Jeanne Dunning
Feature Inc.
Jeanne Dunning tends to take two kinds of photographs: at first glance, you might characterize them as pictures that either defamiliarize the familiar or vice versa. The former present a thing in a way that suggests something else, as in Dunning’s well-known pictures of anuslike fruits, or in a recent photograph called Hand Hole (all works 1994), a tight close-up of a cupped hand that takes on the appearance of some sort of sexual orifice; the latter clearly and unambiguously focus on an obviously manufactured bodily “deformity,” as in The Extra Nipple, a photograph that could easily be your standard headshot if the subject weren’t sticking her tongue out to reveal a vestigial nipple.
It’s important not to infer from this, however, that Dunning is merely some dilettante surrealist. Formally, her photos are never ambiguous or obscure: solidly posed or composed, clearly lit, perfectly focused, the pictures are the very model of photographic correctness. When an object appears to read as something unfamiliar, it’s not because Dunning obscures it (her early pictures of the backs of women’s heads, as any good coupeur de nattes understands, were not pictures of the absence of faces) but, rather, that she draws out a family of traits from something we are accustomed to recognizing by an entirely different set of traits. We think of fruit primarily as something to eat, not to fuck, and yet. . . . When Dunning brings out the orifice in a piece of fruit, she’s presenting a sort of botanical sexuality that, unlike vegetarianism, doesn’t even have a proper name. Similarly, we still recognize the hand in Hand Hole, and yet Dunning has depicted it not as a thing that grasps a brush or points in a direction, but as an orifice, one suggestively sexual in nature.
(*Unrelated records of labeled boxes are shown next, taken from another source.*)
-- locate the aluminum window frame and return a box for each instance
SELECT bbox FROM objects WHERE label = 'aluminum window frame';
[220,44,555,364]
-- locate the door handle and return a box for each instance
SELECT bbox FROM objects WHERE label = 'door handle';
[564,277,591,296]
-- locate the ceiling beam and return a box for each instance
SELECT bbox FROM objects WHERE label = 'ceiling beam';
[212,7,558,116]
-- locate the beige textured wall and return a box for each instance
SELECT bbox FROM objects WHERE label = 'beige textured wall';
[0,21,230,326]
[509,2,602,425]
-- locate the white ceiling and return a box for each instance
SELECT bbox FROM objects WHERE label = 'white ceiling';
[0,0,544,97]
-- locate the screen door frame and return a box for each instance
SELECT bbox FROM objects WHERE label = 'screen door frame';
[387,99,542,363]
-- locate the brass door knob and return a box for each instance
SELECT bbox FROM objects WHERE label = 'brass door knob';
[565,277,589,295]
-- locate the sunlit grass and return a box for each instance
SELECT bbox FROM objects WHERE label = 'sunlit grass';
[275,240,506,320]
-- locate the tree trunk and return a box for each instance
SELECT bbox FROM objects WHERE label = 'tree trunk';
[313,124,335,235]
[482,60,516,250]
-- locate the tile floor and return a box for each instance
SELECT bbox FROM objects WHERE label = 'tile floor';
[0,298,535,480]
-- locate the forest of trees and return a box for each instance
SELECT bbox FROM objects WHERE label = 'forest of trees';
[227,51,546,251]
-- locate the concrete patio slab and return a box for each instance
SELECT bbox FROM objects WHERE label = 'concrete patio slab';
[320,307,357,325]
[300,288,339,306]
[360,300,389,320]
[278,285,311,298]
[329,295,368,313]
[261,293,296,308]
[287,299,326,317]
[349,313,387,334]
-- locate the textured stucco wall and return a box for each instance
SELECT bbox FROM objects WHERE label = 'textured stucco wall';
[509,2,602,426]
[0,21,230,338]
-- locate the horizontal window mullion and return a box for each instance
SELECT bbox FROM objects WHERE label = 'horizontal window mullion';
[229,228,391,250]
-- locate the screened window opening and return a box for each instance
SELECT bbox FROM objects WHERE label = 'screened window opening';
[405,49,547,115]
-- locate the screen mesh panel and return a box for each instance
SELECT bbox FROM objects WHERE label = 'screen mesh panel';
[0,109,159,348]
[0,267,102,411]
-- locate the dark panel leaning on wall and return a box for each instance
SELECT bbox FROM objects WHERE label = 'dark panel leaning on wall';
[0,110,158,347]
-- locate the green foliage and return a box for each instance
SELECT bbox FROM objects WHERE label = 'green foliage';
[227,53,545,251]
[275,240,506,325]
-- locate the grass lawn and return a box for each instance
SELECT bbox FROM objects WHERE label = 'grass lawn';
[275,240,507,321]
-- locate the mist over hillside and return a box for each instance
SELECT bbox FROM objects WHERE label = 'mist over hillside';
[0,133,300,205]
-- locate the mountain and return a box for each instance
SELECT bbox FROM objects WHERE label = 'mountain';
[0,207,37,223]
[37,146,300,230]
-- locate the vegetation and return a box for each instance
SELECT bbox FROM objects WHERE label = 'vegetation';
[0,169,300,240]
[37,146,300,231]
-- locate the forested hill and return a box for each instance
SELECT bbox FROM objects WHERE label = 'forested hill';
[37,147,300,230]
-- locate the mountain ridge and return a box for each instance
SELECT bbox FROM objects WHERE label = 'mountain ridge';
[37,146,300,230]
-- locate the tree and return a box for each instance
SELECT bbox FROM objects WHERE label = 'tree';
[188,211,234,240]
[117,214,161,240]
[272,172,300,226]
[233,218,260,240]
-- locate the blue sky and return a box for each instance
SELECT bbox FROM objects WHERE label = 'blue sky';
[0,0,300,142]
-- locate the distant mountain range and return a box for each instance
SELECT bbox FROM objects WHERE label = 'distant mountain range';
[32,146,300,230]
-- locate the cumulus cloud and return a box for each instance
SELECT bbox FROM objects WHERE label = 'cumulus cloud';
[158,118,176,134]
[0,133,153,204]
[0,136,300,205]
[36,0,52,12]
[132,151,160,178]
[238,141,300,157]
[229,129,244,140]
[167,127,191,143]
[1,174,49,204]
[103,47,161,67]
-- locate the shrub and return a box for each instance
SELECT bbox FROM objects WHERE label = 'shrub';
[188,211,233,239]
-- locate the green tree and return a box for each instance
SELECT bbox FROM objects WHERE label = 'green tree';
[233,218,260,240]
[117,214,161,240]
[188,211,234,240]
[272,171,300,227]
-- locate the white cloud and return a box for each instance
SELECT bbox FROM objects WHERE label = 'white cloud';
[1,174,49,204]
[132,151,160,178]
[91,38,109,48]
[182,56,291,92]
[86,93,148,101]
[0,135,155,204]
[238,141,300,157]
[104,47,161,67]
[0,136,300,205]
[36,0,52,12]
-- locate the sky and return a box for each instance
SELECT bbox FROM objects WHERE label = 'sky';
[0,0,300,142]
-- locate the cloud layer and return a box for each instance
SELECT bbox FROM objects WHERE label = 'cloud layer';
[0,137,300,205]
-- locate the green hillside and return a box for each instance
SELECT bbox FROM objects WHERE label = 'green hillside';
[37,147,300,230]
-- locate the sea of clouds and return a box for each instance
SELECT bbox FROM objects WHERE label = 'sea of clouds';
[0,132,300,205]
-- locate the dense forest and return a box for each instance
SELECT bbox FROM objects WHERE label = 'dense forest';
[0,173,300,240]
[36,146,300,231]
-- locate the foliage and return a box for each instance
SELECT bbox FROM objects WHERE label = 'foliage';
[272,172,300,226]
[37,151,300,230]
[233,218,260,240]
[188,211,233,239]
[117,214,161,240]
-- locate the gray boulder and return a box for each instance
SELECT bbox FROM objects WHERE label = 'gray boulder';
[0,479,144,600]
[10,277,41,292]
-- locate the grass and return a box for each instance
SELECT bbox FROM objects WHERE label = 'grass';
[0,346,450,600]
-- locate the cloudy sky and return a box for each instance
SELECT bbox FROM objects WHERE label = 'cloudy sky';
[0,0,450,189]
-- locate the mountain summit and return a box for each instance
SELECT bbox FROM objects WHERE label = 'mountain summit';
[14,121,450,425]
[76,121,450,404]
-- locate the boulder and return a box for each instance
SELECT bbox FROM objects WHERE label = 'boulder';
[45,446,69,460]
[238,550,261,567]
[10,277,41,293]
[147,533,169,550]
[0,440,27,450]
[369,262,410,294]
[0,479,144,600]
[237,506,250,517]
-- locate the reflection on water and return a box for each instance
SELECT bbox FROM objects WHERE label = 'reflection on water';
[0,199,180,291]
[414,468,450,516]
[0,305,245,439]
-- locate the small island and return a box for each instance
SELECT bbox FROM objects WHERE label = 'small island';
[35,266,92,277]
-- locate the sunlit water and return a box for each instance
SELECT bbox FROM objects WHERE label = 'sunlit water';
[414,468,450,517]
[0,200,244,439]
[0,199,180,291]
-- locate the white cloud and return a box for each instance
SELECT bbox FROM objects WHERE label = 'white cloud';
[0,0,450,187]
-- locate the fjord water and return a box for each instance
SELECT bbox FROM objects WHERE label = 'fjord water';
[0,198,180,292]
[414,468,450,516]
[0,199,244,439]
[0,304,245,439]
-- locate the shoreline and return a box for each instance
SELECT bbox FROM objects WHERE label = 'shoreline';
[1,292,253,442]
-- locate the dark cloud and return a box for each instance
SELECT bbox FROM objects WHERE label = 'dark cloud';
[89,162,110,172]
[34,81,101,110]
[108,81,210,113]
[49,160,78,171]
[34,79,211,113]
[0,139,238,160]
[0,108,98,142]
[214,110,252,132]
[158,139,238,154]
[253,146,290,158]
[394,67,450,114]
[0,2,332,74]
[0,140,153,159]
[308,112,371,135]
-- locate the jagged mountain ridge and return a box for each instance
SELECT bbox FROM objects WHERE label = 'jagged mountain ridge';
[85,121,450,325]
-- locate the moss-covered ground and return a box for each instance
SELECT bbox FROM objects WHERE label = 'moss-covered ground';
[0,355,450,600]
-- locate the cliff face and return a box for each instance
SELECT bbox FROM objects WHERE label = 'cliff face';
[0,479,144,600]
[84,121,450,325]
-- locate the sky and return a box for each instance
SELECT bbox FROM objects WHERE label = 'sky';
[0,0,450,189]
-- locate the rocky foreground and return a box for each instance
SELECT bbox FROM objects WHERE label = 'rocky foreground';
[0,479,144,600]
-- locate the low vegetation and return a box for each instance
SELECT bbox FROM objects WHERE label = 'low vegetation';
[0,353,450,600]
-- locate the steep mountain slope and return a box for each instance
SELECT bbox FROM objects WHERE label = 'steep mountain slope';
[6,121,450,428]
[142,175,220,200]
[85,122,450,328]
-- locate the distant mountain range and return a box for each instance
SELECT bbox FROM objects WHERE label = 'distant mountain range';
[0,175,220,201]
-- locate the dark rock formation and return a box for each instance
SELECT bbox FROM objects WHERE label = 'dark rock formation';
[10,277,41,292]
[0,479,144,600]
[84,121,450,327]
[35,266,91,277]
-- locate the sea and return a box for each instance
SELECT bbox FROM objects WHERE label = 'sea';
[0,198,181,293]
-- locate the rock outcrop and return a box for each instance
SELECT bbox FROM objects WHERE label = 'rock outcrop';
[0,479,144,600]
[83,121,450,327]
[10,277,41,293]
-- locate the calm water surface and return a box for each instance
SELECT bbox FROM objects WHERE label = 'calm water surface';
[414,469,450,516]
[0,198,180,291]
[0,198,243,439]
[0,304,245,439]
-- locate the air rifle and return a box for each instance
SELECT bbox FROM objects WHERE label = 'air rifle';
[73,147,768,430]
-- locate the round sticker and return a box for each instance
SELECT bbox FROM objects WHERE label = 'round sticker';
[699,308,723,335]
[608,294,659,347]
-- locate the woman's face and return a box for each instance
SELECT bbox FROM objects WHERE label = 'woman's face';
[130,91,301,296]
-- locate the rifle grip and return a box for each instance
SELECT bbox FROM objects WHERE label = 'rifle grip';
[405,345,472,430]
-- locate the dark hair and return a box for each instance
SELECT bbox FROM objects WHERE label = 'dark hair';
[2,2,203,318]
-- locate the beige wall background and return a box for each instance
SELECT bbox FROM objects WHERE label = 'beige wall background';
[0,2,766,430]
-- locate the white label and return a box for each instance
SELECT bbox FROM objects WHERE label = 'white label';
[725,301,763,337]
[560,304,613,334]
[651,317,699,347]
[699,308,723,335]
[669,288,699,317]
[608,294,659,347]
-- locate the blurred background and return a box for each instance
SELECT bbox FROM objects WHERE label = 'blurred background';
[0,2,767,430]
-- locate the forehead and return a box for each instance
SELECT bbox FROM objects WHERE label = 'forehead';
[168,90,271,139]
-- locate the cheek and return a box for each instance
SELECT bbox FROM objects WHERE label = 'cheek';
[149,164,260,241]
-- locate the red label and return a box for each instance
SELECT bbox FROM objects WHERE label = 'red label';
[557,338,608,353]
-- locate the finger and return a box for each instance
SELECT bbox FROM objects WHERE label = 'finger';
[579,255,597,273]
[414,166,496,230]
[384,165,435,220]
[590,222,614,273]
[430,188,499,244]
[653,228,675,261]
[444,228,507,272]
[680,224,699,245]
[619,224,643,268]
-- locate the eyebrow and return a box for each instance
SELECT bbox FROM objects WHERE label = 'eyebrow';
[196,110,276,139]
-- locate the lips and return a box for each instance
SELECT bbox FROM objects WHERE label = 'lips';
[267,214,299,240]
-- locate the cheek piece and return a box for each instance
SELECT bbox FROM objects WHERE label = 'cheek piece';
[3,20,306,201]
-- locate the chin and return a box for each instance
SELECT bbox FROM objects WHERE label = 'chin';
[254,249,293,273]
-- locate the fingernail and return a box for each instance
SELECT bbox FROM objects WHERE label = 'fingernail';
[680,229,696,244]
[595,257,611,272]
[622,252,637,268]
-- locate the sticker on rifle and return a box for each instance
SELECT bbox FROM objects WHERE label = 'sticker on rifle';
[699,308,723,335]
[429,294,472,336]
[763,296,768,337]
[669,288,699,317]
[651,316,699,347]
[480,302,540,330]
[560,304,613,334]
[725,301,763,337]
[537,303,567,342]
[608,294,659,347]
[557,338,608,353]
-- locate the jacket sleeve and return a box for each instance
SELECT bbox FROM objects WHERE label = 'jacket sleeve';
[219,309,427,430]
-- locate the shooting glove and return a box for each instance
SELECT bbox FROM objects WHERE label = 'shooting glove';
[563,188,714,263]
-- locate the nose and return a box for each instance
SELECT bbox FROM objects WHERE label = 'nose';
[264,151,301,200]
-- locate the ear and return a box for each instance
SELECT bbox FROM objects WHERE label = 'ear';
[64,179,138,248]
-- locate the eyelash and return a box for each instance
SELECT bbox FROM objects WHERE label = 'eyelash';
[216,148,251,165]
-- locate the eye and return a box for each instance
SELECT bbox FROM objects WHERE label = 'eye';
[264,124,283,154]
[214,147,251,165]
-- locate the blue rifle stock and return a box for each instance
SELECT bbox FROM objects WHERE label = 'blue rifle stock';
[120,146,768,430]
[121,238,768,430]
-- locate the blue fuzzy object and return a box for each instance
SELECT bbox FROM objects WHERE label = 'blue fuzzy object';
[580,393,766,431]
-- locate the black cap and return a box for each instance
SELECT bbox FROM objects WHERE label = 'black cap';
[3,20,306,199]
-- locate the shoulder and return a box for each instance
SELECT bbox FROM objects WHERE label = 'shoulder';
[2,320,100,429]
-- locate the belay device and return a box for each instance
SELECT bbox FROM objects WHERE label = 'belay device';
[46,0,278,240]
When Dunning’s pictures defamiliarize, it’s by highlighting “abnormality,” and when they familiarize, it’s by adding anomalies to a seemingly “normal” situation—an attractive girl with a nipple on her tongue. In either case, she draws out the perverse in every picture with all the singularity of intent that Poe recommends for a good short story. The way each work focuses on some defect is practically monomaniacal. In The Toe-Sucking Video, the idée fixe is no longer a thing but a process, the abnormality no longer something one has but something one does. A woman laboriously and obsessively sucks on the big toe of her right foot, and it’s sort of sexy but arduous to watch. Obviously the work has multiple connotations: it calls to mind oral sex, foot fetishism, thumb-sucking, masturbation, and all manner of pseudo-Freudian attempts to account for these “perversions.” Nevertheless, it is not reducible to any one of these. First and foremost it’s self-directed toe-sucking—a specialty which, like the sexuality that directs itself at fruits and vegetables, doesn’t even have a name. In the end, perhaps, it’s symptomatic of Dunning’s work as a whole: she’s as much a photographer of the nameless as of the anomalous.